I have everything i need to keep a happy hedgie except food, I had bought browns zoo or what ever its name is but i heard it was terrible, I just was wondering if anyone can link me a good cat food or something I can buy from petsmart I live right next to one and I think it'd be best

thanks in advance


----------



## LizardGirl (Aug 25, 2008)

At the top of this (the diet and nutrition section) forum there are stickies you should read. You will find everything you need there.


----------



## Gnarly (Aug 29, 2008)

Yes, Brown's is useless.

Petsmart carries:

Royal Canin 
http://www.petsmart.com/product/index.j ... Id=2750357
http://www.petsmart.com/product/index.j ... Id=2750361
The indoor cat formula and lite formula both have low fat.

Blue Spa Select
http://www.petsmart.com/product/index.j ... Id=2750361

I also saw they had Blue Buffalo, which is a good brand, but I didn't see a light or indoor formula, so I didn't link it.


----------



## -TF- (Dec 30, 2008)

im on a bit of a budget and on that dry food list it said these 2 were recommended

mature 27 indoor-
http://www.petsmart.com/product/index.j ... Id=2750347

skin care 30-
http://www.petsmart.com/product/index.j ... Id=2750341

those would be fine?


----------



## LizardGirl (Aug 25, 2008)

Gnarly, Spa Select is made by Blue Buffalo. :lol: 



-TF-, I would say if you could get two different brands at least, that would be best.
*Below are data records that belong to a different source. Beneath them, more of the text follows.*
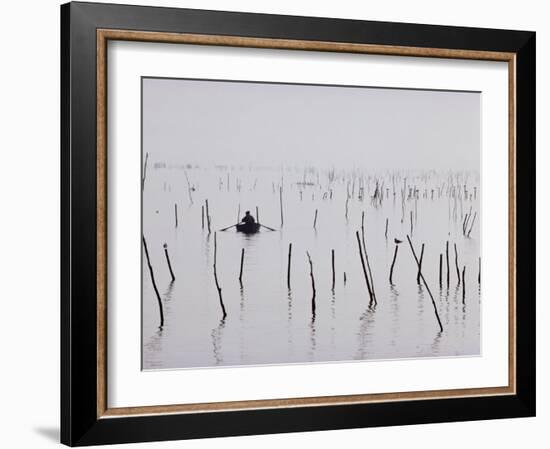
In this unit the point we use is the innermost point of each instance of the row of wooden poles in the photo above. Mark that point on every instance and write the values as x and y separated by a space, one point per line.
365 264
467 224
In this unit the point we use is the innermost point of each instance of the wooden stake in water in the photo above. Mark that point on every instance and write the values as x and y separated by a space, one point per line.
168 262
420 264
463 285
315 220
447 257
426 285
440 267
456 265
207 215
154 283
472 225
241 271
333 271
363 265
289 264
367 256
312 285
281 203
224 314
393 263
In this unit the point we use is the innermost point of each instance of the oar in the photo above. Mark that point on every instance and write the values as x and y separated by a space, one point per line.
267 227
225 229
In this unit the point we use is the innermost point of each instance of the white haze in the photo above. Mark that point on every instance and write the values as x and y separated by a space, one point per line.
263 124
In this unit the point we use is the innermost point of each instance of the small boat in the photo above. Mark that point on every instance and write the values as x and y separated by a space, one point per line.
248 228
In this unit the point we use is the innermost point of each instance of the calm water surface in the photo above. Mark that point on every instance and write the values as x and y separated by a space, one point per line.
269 323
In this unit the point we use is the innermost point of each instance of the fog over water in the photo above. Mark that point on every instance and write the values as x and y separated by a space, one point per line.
406 158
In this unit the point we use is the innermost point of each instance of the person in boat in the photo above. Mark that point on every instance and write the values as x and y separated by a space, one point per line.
248 219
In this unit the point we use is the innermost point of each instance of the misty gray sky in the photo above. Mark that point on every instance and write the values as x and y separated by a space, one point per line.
223 122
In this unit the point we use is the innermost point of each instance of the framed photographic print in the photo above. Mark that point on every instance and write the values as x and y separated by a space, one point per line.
276 224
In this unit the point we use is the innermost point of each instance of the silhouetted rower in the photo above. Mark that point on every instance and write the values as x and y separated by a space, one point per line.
248 219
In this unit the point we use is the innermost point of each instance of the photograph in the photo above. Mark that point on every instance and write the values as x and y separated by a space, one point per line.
292 223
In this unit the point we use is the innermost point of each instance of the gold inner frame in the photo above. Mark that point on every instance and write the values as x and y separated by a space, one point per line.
104 35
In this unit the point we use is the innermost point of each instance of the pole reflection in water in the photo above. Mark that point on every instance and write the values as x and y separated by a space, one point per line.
268 323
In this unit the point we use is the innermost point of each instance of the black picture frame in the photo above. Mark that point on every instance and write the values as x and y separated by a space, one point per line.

There isn't much benefit in getting two that are only slightly different.


----------



## r_k_chic47 (Aug 28, 2008)

Wellness Indoor Cat Formula (I dont know the exact name but something like that) is really good...I got mine at petsmart and it was about $10.50 I think.


----------



## Callie255 (Dec 24, 2008)

I just got Wellness Healthy Weight from Petco and Spa Select from Petsmart. I am still transitioning him over to the new food but he seems to really like it. I was also feeding mine Brown's Hedgehog food before I found out how bad it was. I got the smallest size of each kind of food (3 or 4 lbs.) and each was about $10.


----------



## Gnarly (Aug 29, 2008)

:lol: :lol: And I'm sure it's labeled right in front of my eyes, and I've missed it forever.



LizardGirl said:


> Gnarly, Spa Select is made by Blue Buffalo. :lol:
> 
> -TF-, I would say if you could get two different brands at least, that would be best. There isn't much benefit in getting two that are only slightly different.


----------



## -TF- (Dec 30, 2008)

thanks guys for the info, but the breeder I bought lil miss hissyfit from sells his own blend of food, gave me a months supply for free when i picked her up.


----------